Received: 27 August 2016

Accepted: 17 February 2017

Published: 22 February 2017

Abstract

Background

Hepatitis C virus (HCV) infection is a pandemic causing disease; more than 185 million people are infected worldwide. An HCV antibody (Ab) prevalence of 6.0% was estimated in Central African countries. The study aimed at providing HCV prevalence estimates among pregnant women in Rwanda.

Methods

HCV surveillance through antibody screening test among pregnant women attending antenatal clinics was performed in 30 HIV sentinel surveillance sites in Rwanda.

Results

Among 12,903 pregnant women tested at antenatal clinics, 335 (2.6% [95% Confidence Interval 2.32–2.87]) tested positive for HCV Ab. The prevalence of HCV Ab in women aged 25–49 years was 2.8% compared to 2.4% in women aged 15–24 years (aOR = 1.3; [1.05–1.59]); This proportion was 2.7% [2.37–2.94] in pregnant women in engaged in non-salaried employment compared to 1.2% [0.24–2.14] in those engaged in salaried employment (aOR = 3.2; [1.60–6.58]). The proportion of HCV Ab-positive co-infected with HIV was estimated at 3.9% (13 cases). Women in urban residence were more likely to be associated with HCV-infection (OR = 1.3; 95%CI [1.0–1.6]) compared to those living in rural setting.

Conclusion

HCV is a public health problem in pregnant women in Rwanda. Few pregnant women were co-infected with HCV and HIV. Living in urban setting was more likely to associate pregnant women with HCV infection.

Keywords

Hepatitis C virus HIV Pregnant women HIV-HCV co-infection

Background

The global prevalence of hepatitis C virus (HCV) infection was estimated between 1.2 and 3.8% according to World Health Organization (WHO) Global Burden Disease (GBD), with more than 185 million people infected worldwide [14]. The region with the highest reported HCV prevalence in the world was found in Central Asia (3.8%). In sub-Saharan Africa, the prevalence was 2.3% [1, 5].

A study conducted in specific sub-Saharan African countries estimated a high prevalence of HCV (6.0%) in central African countries. In North Africa, Egypt has the highest HCV prevalence (17.5%) followed by Morocco (7.7%) [6, 7].

In Rwanda, HCV seroprevalence studies have been limited to HIV- infected persons only [8, 9]. A study conducted among adults in one HIV clinic in the capital, Kigali in 2010, showed that the prevalence of HCV antibody (anti-HCV) was 5.7% [8]. The second found a sero-prevalence of 2.1% among HIV-infected persons in Rwanda [9].

Sexual and maternal to child transmission and household exposure are not listed among major factors of HCV transmission [2, 6]. The transmission of HCV from mother to child is estimated at 4–8%, but the transmission rate increases to 17–25% if the mother is also HIV infected [10]. In sub-Saharan Africa the main factor of HCV prevalence is blood transfusions and unsterile injections [6].

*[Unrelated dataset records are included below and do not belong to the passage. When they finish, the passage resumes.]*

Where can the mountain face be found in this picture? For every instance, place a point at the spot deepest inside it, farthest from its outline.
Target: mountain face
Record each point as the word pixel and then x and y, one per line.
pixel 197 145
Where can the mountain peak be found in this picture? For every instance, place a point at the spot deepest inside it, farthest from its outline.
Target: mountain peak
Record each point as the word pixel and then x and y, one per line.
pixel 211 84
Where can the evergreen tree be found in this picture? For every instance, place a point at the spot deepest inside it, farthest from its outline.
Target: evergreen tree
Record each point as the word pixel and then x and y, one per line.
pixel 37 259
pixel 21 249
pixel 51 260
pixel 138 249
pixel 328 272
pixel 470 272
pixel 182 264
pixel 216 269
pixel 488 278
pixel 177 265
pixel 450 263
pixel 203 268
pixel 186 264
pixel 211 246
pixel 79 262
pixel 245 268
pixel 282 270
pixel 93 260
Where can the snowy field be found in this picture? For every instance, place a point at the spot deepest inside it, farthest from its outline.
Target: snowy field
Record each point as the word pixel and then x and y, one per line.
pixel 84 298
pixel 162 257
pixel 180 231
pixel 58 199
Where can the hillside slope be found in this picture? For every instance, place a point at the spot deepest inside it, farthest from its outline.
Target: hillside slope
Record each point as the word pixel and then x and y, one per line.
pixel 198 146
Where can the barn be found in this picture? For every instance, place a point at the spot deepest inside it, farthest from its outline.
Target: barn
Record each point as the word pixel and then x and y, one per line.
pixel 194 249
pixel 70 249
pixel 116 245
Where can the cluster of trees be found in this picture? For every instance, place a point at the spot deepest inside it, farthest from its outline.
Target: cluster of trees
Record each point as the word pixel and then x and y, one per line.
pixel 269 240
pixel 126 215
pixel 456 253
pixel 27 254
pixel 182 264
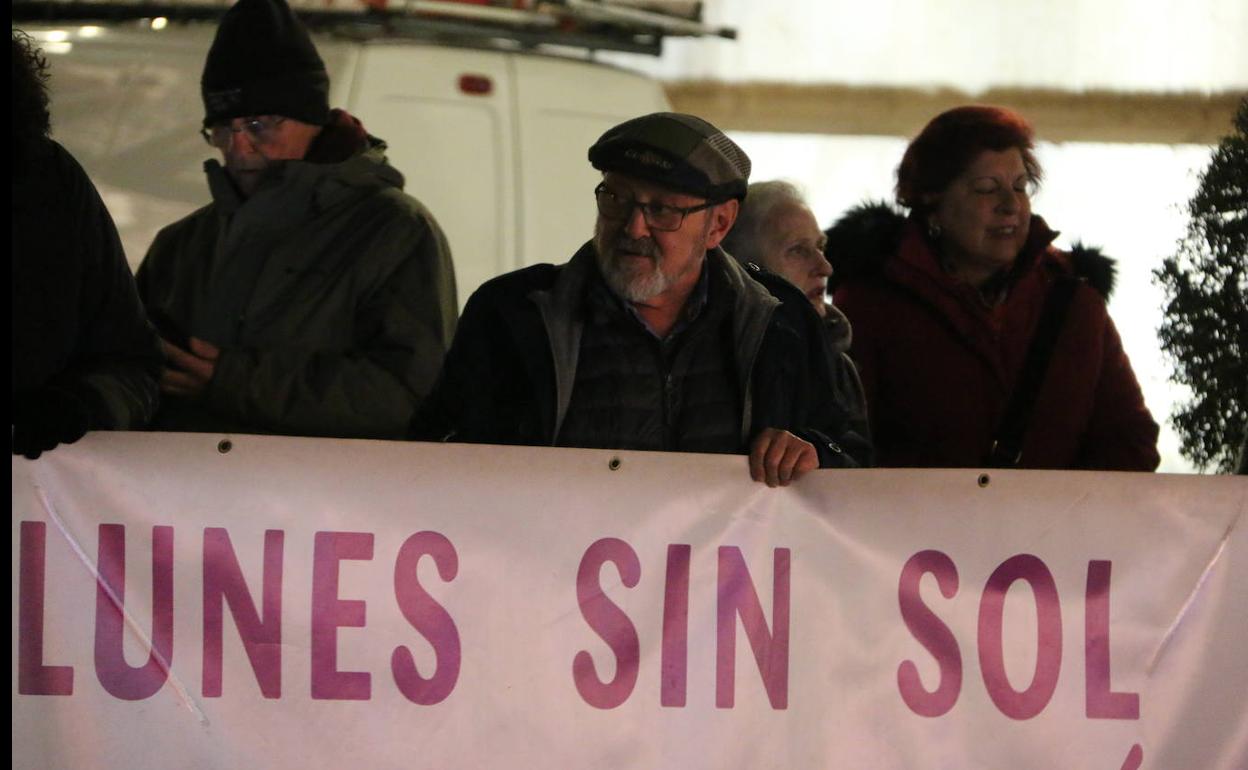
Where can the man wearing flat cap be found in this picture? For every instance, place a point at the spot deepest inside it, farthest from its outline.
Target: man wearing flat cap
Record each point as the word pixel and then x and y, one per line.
pixel 312 296
pixel 650 337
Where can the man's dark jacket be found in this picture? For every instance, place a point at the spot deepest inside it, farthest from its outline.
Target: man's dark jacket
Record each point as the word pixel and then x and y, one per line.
pixel 509 373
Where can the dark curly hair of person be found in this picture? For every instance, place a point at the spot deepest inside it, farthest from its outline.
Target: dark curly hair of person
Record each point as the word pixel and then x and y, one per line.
pixel 31 121
pixel 951 141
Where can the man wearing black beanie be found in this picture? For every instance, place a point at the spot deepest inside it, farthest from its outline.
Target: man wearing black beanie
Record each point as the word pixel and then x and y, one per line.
pixel 312 296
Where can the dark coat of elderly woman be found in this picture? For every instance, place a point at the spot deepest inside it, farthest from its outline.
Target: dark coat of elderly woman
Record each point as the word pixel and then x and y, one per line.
pixel 945 305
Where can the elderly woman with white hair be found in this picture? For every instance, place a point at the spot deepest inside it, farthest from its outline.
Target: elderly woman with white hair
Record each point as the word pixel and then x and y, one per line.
pixel 776 231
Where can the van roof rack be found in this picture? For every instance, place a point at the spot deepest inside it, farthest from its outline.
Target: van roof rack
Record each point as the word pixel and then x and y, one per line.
pixel 637 26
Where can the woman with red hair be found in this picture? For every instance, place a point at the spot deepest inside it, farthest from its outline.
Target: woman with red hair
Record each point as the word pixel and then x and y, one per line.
pixel 979 342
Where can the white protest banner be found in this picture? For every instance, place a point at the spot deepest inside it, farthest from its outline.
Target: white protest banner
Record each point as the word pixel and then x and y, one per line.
pixel 308 603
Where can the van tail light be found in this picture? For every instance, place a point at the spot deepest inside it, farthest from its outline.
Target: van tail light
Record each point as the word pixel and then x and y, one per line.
pixel 477 85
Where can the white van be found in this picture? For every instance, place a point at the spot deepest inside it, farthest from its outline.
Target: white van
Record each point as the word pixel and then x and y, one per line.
pixel 491 135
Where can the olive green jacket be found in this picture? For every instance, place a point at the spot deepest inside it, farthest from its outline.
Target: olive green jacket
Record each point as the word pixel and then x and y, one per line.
pixel 330 291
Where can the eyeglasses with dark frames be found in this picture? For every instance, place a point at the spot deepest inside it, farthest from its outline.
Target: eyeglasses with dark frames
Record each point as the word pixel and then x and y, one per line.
pixel 260 130
pixel 658 216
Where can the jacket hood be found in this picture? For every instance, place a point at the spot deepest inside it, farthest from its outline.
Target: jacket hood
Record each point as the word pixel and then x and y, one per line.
pixel 867 235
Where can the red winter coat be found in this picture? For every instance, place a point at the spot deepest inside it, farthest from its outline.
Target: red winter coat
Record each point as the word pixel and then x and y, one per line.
pixel 939 363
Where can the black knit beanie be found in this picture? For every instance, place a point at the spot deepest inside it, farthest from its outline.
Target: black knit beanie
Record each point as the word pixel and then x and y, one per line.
pixel 262 63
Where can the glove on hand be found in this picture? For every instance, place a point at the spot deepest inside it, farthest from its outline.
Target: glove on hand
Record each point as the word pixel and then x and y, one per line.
pixel 45 417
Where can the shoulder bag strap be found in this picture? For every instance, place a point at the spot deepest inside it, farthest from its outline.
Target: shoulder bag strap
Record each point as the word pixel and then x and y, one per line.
pixel 1006 449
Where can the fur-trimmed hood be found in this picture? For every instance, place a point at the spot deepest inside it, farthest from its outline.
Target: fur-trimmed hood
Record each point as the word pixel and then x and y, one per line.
pixel 870 232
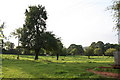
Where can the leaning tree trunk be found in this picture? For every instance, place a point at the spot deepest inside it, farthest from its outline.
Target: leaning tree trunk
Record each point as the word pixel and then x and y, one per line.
pixel 117 54
pixel 57 56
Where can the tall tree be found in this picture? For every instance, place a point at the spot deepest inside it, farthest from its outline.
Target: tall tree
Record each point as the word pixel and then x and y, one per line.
pixel 100 45
pixel 17 33
pixel 52 44
pixel 35 26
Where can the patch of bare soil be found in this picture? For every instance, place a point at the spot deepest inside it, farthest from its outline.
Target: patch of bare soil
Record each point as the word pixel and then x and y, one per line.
pixel 106 74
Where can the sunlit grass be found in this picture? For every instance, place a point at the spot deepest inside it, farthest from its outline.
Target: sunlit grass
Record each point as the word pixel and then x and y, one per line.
pixel 49 67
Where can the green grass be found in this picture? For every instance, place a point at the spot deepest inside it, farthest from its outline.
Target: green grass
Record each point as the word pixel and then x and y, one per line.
pixel 108 70
pixel 49 67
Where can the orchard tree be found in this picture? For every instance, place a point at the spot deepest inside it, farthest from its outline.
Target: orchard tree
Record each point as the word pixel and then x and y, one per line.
pixel 89 51
pixel 100 45
pixel 35 26
pixel 52 44
pixel 17 34
pixel 110 51
pixel 98 51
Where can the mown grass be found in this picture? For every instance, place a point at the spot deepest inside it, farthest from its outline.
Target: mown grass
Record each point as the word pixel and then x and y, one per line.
pixel 49 67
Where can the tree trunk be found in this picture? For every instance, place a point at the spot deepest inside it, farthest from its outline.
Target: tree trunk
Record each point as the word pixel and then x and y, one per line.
pixel 57 56
pixel 36 54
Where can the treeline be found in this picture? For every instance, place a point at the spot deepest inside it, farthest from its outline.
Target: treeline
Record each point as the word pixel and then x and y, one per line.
pixel 95 49
pixel 33 38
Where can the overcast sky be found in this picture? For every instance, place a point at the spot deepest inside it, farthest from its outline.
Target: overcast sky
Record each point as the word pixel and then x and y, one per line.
pixel 75 21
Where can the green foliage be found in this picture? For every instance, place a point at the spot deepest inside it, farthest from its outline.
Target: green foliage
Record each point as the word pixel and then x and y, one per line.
pixel 75 49
pixel 110 51
pixel 9 45
pixel 98 51
pixel 89 51
pixel 49 67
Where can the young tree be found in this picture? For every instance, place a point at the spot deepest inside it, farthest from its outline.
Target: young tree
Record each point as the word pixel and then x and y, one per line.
pixel 110 51
pixel 89 51
pixel 98 51
pixel 17 33
pixel 35 26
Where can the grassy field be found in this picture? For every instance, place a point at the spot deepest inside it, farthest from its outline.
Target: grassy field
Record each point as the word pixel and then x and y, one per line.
pixel 49 67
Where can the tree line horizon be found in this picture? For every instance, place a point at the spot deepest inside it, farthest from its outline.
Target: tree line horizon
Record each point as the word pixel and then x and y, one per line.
pixel 34 38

The prevalence of HCV infection among pregnant women was estimated between 1 and 8% worldwide [11]. In the Arabian Peninsula and North African (Maghreb) region, HCV among pregnant women ranges from 8.6% in Egypt to less than 1% in Libya [12]. In Nigeria, a study conducted among pregnant women, found that the prevalence of HCV ranged between 1.4% for women aged between 20 and 35 years old and 11.1% for women aged less than 20 years old [13]. In a systematic review and meta-analysis study published in 2015, conducted in 21 sub-Saharan African countries, found that the overall HCV prevalence among pregnant women in antenatal clinic was 3% and was 2% in the Central African region [14].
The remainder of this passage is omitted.